Early this year, I made a few trips to South Delhi slums while doing a write-up. The more you indulge with life, innumerable stories make themselves available. Every place and everybody has its own tale. As I stood engrossed with a stranger hardly ten meters away from action spot, looking at my eyes and pointing towards my rear, the stranger said, “Now see this show!”
This man had vulture eyes! God knows from where he noticed a young monkey alone on a branch of this well leaved tree. I couldn’t make out from where he appeared. A lot of commotion caused by kids of jhuggies attracted my attention, so I moved a few steps to closely see what was going on.

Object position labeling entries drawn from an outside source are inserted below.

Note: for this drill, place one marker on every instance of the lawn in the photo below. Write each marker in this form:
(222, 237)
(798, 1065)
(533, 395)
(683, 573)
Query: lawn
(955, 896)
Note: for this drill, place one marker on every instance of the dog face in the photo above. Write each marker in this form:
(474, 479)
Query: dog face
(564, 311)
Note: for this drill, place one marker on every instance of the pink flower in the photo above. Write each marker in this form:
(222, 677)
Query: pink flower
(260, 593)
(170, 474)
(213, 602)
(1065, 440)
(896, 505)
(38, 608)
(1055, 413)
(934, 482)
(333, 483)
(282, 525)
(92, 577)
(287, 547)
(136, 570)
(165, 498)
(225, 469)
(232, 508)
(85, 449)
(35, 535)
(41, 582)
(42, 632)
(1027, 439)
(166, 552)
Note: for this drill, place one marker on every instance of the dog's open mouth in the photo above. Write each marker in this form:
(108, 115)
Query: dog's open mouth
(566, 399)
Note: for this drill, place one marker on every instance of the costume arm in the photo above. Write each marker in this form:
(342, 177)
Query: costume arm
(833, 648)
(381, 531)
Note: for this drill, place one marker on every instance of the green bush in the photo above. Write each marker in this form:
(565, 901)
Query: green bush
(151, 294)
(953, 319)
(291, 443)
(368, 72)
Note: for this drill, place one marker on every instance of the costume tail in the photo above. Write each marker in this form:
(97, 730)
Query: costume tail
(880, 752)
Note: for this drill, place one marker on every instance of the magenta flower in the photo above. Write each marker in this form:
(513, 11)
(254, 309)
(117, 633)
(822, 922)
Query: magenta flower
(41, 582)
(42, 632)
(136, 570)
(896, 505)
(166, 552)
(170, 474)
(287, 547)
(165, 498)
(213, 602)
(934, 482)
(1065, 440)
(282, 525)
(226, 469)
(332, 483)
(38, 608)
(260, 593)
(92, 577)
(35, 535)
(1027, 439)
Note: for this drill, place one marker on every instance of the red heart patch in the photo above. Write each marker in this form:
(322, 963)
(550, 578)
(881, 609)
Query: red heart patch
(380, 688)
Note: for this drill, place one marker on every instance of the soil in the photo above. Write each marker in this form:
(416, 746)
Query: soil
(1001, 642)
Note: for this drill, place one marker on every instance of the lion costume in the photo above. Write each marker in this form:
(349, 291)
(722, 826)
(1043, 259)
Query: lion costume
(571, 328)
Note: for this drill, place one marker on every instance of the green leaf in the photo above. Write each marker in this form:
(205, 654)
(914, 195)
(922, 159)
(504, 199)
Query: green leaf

“Go away, go away”, he shouted but the kids clapped and danced around for the spectacle. He was holding the leash. By now, he had already let his leashed monkey climb over the tree. I could see another young monkey on a distant branch he had come to catch. While shooting the video, I asked him, how it happens? He said smiling, “It’s simple. My monkey will make friends with that one in no time! Once they are together, I will pull the leash. The new found will follow. Once close enough, it would be done!”
All this while he kept talking however my eyes continued to see his leashed monkey hop from one branch to another in joy of new companion. He told me, he was a ‘Sapera’, (a snake-charmer), by caste and profession. As a proof, he pointed towards his saffron garments which he was sporting beneath the jacket. He said, as per custom it is prohibited for the ‘Madaari’, (one who makes monkeys act and perform), to wear saffron clothes. Hence, in his own way, he looked down upon the Madaari community, for he belonged to a superior caste!
Then he told me, he is mostly into snakes but sometimes grabs such opportunities to make a quick buck. Once caught, he would sell the monkey to any Madaari for rupees five hundred. Instant Cash!
Such is the Hindu way of life! So diverse a nation, a puzzle, and a mystery!
Lastly, the art of catching animals is no big deal. Love! That is the name of the art. You can lure and tame anyone with love.